Is China really the new emerging Asian innovation leader? No, not yet! For one simple reason: Japan – the former, and still reigning, Asian innovative champion!
In the midst of a veritable media blizzard regarding China’s newly-found innovative prowess (especially with respect to green technologies), and Japan’s -- Toyota’s -- recent embarrassing technical gaffes, it is important not to lose one’s perspective about what innovation really is, and why Japan, despite it’s stalled economy, is still the innovative powerhouse of Asia.

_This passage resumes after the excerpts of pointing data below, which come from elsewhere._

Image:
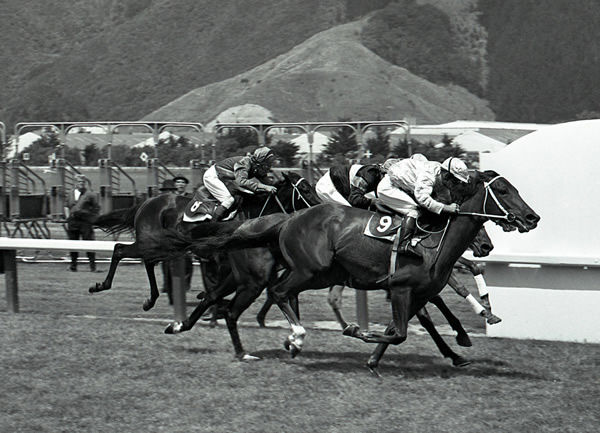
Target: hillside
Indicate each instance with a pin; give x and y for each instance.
(122, 59)
(328, 77)
(112, 59)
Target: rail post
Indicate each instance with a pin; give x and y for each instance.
(9, 262)
(57, 189)
(197, 170)
(152, 176)
(15, 203)
(105, 172)
(179, 287)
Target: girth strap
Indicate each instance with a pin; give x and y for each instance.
(393, 256)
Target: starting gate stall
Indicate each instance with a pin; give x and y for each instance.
(156, 171)
(3, 196)
(544, 284)
(358, 130)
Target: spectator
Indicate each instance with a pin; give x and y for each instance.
(181, 183)
(176, 186)
(81, 210)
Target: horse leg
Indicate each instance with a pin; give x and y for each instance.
(262, 314)
(226, 287)
(281, 293)
(445, 350)
(480, 310)
(401, 304)
(240, 303)
(154, 294)
(120, 252)
(477, 272)
(334, 298)
(462, 338)
(377, 354)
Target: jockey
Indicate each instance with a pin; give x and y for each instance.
(347, 185)
(409, 184)
(244, 171)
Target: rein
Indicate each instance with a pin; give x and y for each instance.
(295, 191)
(490, 192)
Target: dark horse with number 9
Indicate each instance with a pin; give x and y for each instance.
(324, 245)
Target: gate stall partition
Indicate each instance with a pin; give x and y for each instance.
(179, 138)
(25, 200)
(310, 147)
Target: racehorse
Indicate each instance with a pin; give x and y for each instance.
(151, 219)
(324, 245)
(481, 246)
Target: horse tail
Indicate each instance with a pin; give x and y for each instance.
(118, 221)
(210, 237)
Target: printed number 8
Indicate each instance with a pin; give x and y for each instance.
(385, 223)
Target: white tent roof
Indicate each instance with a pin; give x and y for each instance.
(319, 141)
(555, 171)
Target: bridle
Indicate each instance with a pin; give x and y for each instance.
(489, 192)
(295, 190)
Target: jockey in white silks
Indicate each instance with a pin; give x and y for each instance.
(409, 183)
(244, 171)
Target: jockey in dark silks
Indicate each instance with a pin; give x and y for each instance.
(245, 172)
(347, 185)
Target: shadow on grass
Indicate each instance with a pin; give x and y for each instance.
(403, 365)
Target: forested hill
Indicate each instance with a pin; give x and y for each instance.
(533, 61)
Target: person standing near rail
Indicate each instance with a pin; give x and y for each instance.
(81, 210)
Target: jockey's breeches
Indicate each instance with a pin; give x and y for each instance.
(217, 188)
(327, 191)
(397, 199)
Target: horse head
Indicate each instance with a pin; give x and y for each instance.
(490, 196)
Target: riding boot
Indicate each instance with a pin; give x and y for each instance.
(219, 212)
(73, 265)
(407, 231)
(92, 260)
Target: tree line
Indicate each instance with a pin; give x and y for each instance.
(341, 148)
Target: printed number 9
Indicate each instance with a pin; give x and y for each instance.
(195, 206)
(385, 223)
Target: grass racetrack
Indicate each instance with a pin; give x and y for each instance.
(74, 362)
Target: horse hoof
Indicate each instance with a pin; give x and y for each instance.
(174, 328)
(249, 358)
(493, 319)
(97, 288)
(463, 340)
(294, 350)
(375, 372)
(351, 330)
(460, 362)
(148, 304)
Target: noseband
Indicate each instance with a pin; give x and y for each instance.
(489, 192)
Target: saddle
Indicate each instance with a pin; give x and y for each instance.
(202, 207)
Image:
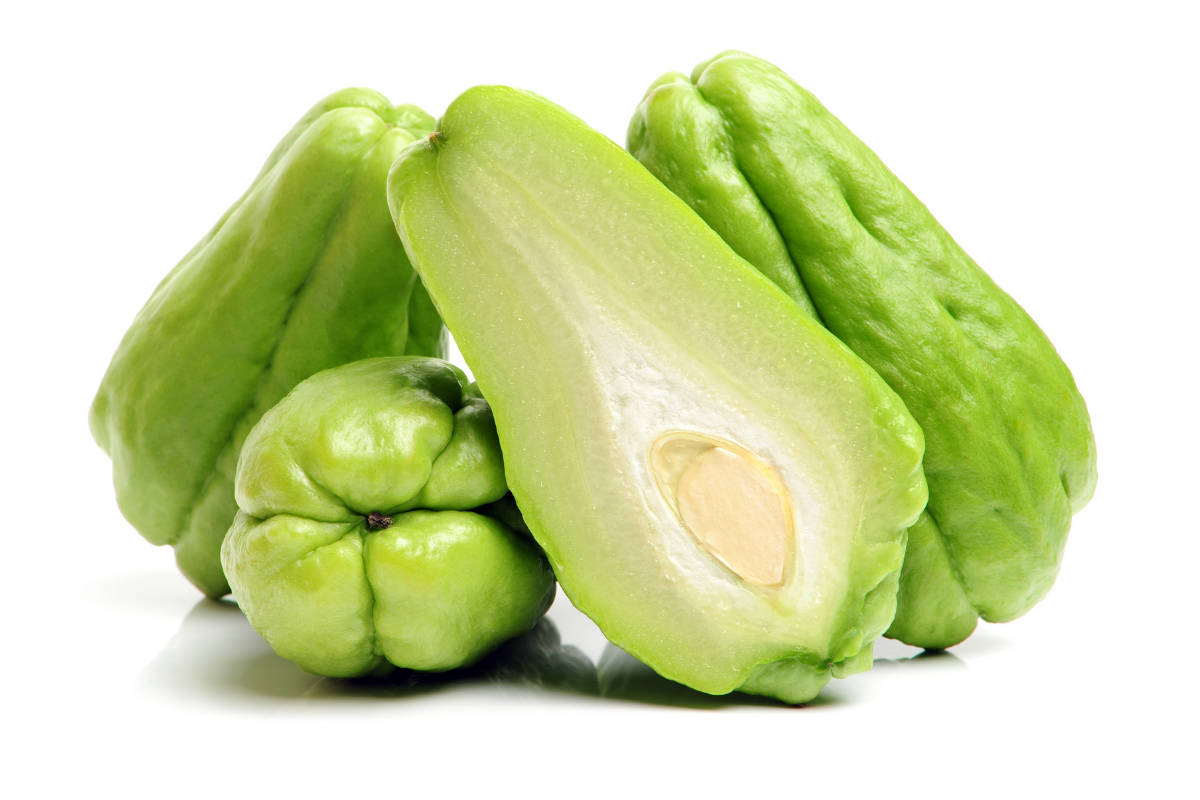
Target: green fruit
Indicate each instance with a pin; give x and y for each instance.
(304, 272)
(360, 541)
(1009, 453)
(718, 482)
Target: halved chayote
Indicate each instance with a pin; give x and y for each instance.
(718, 481)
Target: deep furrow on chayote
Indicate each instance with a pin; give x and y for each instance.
(1009, 450)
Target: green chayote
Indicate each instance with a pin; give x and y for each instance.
(304, 272)
(718, 482)
(371, 527)
(1009, 453)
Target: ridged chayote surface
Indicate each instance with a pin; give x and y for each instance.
(375, 524)
(304, 272)
(1009, 453)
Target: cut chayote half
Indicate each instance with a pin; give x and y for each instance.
(304, 272)
(371, 531)
(718, 482)
(1009, 453)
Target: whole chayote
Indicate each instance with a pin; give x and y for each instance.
(1009, 453)
(376, 527)
(304, 272)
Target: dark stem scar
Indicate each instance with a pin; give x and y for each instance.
(377, 521)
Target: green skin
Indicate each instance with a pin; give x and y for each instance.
(371, 534)
(304, 272)
(1009, 450)
(583, 294)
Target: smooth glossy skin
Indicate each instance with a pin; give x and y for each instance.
(304, 272)
(600, 316)
(1009, 452)
(367, 534)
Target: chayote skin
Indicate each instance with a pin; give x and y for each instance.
(718, 482)
(1009, 453)
(304, 272)
(371, 531)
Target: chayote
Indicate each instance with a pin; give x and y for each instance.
(1009, 453)
(304, 272)
(718, 482)
(371, 531)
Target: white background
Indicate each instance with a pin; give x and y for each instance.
(1057, 144)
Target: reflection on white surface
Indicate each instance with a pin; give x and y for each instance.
(216, 654)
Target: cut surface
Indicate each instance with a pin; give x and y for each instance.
(731, 501)
(717, 481)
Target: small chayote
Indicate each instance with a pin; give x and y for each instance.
(376, 527)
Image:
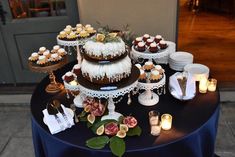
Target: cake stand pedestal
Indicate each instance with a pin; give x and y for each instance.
(53, 87)
(149, 98)
(109, 92)
(160, 57)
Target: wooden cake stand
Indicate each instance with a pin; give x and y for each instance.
(53, 87)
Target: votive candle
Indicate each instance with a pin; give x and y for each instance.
(212, 83)
(166, 121)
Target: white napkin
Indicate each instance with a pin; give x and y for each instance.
(175, 87)
(53, 124)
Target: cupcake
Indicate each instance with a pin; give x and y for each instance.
(142, 76)
(47, 54)
(34, 57)
(55, 49)
(61, 52)
(137, 40)
(148, 66)
(149, 41)
(83, 34)
(155, 76)
(145, 37)
(42, 60)
(68, 77)
(138, 66)
(159, 69)
(77, 69)
(72, 36)
(162, 44)
(153, 47)
(41, 50)
(158, 38)
(55, 57)
(62, 35)
(141, 46)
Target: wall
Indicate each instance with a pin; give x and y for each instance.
(143, 16)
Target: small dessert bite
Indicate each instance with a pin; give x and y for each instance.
(47, 54)
(61, 52)
(148, 66)
(153, 48)
(68, 77)
(42, 60)
(77, 69)
(41, 50)
(149, 41)
(62, 35)
(137, 40)
(145, 37)
(158, 38)
(138, 66)
(34, 57)
(55, 57)
(159, 69)
(142, 76)
(162, 44)
(141, 47)
(155, 76)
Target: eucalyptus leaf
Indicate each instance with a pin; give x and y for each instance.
(97, 142)
(117, 146)
(136, 131)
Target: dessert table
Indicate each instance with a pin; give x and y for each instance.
(193, 131)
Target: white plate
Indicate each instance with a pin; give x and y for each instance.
(197, 70)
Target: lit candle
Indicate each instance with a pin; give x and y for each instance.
(166, 121)
(203, 85)
(212, 85)
(73, 83)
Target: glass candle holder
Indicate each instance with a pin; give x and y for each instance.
(166, 121)
(212, 83)
(154, 122)
(203, 85)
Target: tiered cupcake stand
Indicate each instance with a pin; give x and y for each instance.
(161, 57)
(110, 92)
(149, 98)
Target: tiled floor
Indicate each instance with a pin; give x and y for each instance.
(16, 137)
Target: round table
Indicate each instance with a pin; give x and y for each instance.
(192, 135)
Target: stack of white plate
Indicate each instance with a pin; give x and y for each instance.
(178, 60)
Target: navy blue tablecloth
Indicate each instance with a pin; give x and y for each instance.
(192, 135)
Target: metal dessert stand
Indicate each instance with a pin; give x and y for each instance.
(53, 87)
(110, 92)
(149, 98)
(160, 57)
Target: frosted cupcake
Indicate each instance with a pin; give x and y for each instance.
(34, 57)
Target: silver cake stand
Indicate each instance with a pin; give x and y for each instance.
(149, 98)
(110, 92)
(160, 57)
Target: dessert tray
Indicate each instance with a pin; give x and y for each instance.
(159, 57)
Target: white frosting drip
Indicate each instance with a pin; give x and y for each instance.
(138, 66)
(42, 49)
(158, 67)
(148, 63)
(104, 49)
(69, 73)
(113, 71)
(155, 72)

Thomas Friedman has made it fashionable to speak about the world becoming “flat”, and this might actually be happening – to some small extent – when we speak about invention; in other words a lot of people doing research. But, innovation is the ability to produce, apply and distribute these inventions. It is the ability to create positive change by turning new ideas into application. Richard Florida pointed out that “The world is spikey”; and the spikes are centered on the location of powerful multinational corporations with global reach and global brands. These MNCs can take products, processes or business model improvements and turn them into new practices that change the way an entire industry works, on a global scale. New ideas (a commitment to research) are simply not enough. Innovation requires this, for sure, but also the ability to apply these new ideas, and this is where the Sonys, Matsushitas and Nintendos of the world provide a Japanese advantage that China simply does not yet have.